例えば最初に〈もてなしとは何か〉と題されて、「南方録」から次の言葉をあげられました。
水を運び、薪をとり、湯をわかし、茶をたてて、仏にそなえ、人にもほどこし、吾も飲む。
ここで重要なのは後半部の「仏にそなえ、人にもほどこし、吾も飲む」。利休居士は御茶を仏様やお客に対してだけでなく、自分も飲む(楽しむ)ことが茶の湯であると説いておられる。そこから導かれたお話は、当今言われる「おもてなし」が一方的なサービスの提供を指しているのに対し、本来ある日本のもてなしとは、お客様と亭主の双方に得るところがある「他利」と「自利」の関係性の中で成立しており、さらに大切なのは、東京五輪で多くの海外からのお客様を迎えるにあたって、単にもてなすだけでなく、相手の文化、つまり異文化への理解を深めることであるとも。異文化への理解なくして自国文化の理解は出来ないとのお言葉を重く受け止めた次第です。

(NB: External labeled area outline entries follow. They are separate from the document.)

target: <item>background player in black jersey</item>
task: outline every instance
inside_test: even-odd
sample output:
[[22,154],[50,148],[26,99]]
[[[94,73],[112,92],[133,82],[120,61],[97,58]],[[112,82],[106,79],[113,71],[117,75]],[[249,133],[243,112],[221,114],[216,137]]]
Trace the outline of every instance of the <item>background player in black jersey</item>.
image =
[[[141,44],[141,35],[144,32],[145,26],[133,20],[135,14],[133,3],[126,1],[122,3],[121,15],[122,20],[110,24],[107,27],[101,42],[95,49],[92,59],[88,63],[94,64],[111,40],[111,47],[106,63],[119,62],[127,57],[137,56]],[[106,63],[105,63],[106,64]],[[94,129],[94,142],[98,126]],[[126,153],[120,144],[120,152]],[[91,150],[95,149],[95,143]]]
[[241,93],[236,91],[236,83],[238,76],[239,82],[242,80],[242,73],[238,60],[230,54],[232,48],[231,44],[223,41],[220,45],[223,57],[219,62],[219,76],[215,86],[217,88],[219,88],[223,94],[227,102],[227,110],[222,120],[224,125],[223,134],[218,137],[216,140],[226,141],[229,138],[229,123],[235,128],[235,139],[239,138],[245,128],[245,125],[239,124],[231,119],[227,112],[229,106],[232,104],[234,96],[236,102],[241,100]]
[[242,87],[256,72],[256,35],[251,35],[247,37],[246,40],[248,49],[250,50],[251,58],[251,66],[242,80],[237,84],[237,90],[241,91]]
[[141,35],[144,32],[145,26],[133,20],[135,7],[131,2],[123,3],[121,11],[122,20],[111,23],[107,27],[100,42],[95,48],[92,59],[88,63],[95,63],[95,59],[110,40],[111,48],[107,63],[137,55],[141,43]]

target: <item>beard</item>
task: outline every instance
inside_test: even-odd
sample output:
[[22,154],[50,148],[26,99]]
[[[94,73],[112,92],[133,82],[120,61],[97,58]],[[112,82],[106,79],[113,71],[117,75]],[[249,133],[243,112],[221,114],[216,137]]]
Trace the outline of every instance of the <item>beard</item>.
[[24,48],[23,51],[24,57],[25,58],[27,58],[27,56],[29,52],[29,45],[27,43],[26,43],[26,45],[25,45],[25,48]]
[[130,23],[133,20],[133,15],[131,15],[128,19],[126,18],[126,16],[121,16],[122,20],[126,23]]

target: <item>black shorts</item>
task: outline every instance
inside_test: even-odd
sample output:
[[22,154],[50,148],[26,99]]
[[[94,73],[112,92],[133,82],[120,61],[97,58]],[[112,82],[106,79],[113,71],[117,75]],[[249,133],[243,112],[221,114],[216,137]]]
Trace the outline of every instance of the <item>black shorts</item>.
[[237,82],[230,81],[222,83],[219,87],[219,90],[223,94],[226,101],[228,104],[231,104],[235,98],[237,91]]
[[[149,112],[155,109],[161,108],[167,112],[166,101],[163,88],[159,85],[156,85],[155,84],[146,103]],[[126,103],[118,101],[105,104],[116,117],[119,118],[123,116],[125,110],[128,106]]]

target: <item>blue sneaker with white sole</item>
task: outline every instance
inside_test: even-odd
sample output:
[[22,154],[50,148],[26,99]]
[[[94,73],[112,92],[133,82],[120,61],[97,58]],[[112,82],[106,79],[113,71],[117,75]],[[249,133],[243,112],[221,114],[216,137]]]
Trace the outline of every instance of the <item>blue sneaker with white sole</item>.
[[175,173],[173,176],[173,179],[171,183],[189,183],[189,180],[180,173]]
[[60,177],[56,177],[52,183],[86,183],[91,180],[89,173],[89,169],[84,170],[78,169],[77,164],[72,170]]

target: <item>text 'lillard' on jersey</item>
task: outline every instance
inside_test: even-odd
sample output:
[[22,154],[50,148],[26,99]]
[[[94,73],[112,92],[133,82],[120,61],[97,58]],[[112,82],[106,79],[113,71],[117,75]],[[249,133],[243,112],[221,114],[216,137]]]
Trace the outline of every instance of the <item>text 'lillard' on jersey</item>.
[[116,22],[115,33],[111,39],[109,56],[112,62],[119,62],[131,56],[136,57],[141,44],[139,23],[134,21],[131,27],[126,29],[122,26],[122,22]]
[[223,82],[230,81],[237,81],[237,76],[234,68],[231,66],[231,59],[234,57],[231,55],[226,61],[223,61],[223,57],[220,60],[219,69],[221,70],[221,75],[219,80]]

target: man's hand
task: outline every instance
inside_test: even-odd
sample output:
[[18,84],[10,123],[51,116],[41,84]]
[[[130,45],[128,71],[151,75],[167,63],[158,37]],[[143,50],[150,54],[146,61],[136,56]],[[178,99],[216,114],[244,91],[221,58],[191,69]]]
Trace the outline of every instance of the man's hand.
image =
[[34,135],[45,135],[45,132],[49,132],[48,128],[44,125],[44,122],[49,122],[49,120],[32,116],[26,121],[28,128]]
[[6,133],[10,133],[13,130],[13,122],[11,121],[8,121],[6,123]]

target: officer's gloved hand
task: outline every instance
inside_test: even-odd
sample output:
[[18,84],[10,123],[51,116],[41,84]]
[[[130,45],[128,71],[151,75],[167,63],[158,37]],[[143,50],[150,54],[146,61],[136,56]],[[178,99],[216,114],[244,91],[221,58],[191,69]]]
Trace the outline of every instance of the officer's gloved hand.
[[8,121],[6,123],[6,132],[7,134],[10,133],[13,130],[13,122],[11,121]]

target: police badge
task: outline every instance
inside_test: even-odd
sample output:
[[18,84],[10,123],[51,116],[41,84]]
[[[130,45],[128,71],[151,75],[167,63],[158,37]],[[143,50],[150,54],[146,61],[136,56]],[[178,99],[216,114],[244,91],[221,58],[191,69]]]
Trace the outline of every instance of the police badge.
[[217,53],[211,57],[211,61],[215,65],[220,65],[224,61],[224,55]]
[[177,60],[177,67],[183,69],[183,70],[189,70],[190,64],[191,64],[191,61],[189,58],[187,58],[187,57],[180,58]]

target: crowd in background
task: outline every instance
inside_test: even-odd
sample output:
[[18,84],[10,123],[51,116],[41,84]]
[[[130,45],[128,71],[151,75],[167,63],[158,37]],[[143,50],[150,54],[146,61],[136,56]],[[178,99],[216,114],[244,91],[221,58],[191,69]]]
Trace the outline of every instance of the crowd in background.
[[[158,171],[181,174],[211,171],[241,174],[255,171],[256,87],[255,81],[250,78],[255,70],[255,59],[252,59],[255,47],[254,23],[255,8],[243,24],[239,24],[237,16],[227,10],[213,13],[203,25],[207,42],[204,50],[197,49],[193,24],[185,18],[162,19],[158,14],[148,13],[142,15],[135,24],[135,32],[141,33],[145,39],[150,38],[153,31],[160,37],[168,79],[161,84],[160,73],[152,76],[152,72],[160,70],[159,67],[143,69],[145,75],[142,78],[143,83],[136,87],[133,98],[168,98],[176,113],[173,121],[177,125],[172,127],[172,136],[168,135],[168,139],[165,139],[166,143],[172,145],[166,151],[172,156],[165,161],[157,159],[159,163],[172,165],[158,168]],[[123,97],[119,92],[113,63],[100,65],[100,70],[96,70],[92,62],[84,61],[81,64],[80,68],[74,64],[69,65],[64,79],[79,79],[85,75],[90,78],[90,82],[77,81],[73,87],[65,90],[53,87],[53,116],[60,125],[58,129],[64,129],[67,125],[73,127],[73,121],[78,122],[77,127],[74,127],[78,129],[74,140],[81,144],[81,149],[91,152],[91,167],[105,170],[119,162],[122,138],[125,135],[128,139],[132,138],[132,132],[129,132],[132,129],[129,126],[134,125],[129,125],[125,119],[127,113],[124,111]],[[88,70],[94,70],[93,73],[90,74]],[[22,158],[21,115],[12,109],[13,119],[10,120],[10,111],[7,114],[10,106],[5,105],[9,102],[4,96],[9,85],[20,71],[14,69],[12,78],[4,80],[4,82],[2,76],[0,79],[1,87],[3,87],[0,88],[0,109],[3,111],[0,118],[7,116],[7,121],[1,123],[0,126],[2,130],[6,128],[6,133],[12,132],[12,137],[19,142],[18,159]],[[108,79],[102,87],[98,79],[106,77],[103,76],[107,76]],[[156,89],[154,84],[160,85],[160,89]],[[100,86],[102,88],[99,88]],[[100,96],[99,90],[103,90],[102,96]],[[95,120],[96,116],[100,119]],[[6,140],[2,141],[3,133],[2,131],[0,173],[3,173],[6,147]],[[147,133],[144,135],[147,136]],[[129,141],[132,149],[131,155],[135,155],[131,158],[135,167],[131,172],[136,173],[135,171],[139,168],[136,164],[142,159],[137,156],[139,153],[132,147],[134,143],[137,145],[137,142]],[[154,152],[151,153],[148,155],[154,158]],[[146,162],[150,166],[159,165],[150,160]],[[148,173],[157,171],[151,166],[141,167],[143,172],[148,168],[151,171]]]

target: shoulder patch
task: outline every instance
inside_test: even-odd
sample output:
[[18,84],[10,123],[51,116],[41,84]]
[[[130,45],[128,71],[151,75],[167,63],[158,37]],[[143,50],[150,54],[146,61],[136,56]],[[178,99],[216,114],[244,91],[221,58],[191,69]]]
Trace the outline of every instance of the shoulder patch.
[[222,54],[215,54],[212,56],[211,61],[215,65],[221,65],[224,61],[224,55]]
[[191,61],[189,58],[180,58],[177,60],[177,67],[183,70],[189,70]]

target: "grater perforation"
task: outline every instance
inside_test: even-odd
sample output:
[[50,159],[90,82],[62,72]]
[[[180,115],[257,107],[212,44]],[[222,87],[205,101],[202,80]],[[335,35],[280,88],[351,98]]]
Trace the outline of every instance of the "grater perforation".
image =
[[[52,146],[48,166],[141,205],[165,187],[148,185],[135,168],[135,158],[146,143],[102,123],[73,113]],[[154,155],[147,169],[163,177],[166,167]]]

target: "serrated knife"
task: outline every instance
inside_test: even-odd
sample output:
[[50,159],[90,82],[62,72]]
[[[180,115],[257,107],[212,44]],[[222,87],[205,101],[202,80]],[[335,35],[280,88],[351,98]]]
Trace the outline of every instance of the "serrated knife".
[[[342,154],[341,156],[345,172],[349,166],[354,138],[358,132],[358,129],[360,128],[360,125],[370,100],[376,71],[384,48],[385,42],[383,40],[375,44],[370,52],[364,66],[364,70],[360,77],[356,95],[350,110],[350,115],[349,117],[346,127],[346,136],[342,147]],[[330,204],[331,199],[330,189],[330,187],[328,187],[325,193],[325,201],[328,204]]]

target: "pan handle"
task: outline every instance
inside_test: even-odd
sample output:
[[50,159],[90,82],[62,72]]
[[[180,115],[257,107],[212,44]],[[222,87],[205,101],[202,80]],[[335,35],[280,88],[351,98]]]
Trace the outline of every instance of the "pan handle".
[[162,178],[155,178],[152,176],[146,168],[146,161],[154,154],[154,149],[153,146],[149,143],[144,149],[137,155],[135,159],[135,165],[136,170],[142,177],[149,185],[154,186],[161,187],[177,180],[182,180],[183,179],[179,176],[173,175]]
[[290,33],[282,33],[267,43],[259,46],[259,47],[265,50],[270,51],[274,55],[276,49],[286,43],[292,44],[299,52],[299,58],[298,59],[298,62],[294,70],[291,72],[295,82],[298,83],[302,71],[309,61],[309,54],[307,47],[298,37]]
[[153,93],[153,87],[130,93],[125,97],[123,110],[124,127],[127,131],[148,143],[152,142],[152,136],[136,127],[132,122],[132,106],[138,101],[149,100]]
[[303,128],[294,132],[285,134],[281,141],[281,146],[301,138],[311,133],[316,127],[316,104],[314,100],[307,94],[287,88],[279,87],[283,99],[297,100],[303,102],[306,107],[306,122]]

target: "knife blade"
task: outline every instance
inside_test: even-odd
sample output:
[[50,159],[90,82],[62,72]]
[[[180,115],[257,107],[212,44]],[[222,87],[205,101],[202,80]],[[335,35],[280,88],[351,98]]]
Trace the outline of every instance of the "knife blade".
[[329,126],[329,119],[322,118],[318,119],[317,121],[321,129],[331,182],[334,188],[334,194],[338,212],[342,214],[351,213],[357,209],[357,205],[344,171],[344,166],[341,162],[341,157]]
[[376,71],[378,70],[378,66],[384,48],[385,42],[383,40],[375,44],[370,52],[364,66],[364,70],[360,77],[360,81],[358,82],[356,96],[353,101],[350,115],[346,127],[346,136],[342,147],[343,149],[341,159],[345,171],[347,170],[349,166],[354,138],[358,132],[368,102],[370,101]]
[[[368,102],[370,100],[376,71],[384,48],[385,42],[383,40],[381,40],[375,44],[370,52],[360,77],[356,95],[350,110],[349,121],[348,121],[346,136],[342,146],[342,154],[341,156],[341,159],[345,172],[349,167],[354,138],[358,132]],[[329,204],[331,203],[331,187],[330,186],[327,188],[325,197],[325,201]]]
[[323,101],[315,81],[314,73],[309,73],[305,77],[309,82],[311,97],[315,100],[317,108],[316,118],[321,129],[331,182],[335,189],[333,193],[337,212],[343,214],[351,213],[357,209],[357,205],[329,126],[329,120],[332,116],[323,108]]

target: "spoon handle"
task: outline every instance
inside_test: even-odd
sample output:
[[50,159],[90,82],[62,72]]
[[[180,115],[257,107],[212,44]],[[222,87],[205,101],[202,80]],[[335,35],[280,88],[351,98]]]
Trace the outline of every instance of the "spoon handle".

その他にも御茶を嗜む方々にとっては必ず憶えておきたい興味深いお話が次々に広がってゆき、瞬く間に一時間あまりの時間が過ぎてゆきました。時に会場に笑いが起きるなど熊倉先生の優しいお人柄が伝わってくる暖かな御講演でありました。
二十分の休憩時間を経て、舞台上には立礼席が設えられ、お家元御指導によるの「立礼にて炭点前、濃茶点前、薄茶点前」が始まりました。正客・次客・三客・お詰に東・半東の六名様による講習はお席入りから。床にはご流祖筆「武蔵野の画讃」。誠に初秋に相応しい御軸。
茶の道はたとるも広しむさし野の
月のすむなり奥ぞゆかしき
いつものようにお家元はマイクを手に順次お点前を解説されます。立礼での炭点前は隅炉での炭点前とほぼ同じながらいくつか違うところがあり、また立礼席でのお炭の拝見の仕方なども細かに御指導に。高円卓にはご流祖好浄元作の剣釜。続いて香合の拝見。お家元から「今日はご流祖の画讃にあわせて虫を三匹ほど入れてみました」と伺いましたが、その一匹目が香合に青貝での鈴虫。懐石は略して御菓子をいただき中立に。後入となって濃茶、薄茶点前へ。濃茶では茶入が銘「武蔵野」、ご流祖箱書のある薩摩には松虫の画。茶碗は御本、茶杓は一元斎作、銘「鳴子」。薄茶では茶器が蟋蟀蒔絵の棗。茶碗は白薩摩、丹波焼の掛分け、瀬戸、大阪木原窯の四碗。薄茶では気に入ったお茶碗でさらに一服を希望できますので「少なくとも二服くらいはいかがですか」とお家元が仰有ると皆さんも笑顔に。お家元によって終始和やかな雰囲気に包まれていたこの日の講習でありました。
最後になりますが、今年も二時間弱に及んだ講習時間を立ったまま御指導をされ、解説をして下さったお家元の御姿に強い感銘を受けたことを付記させていただきます。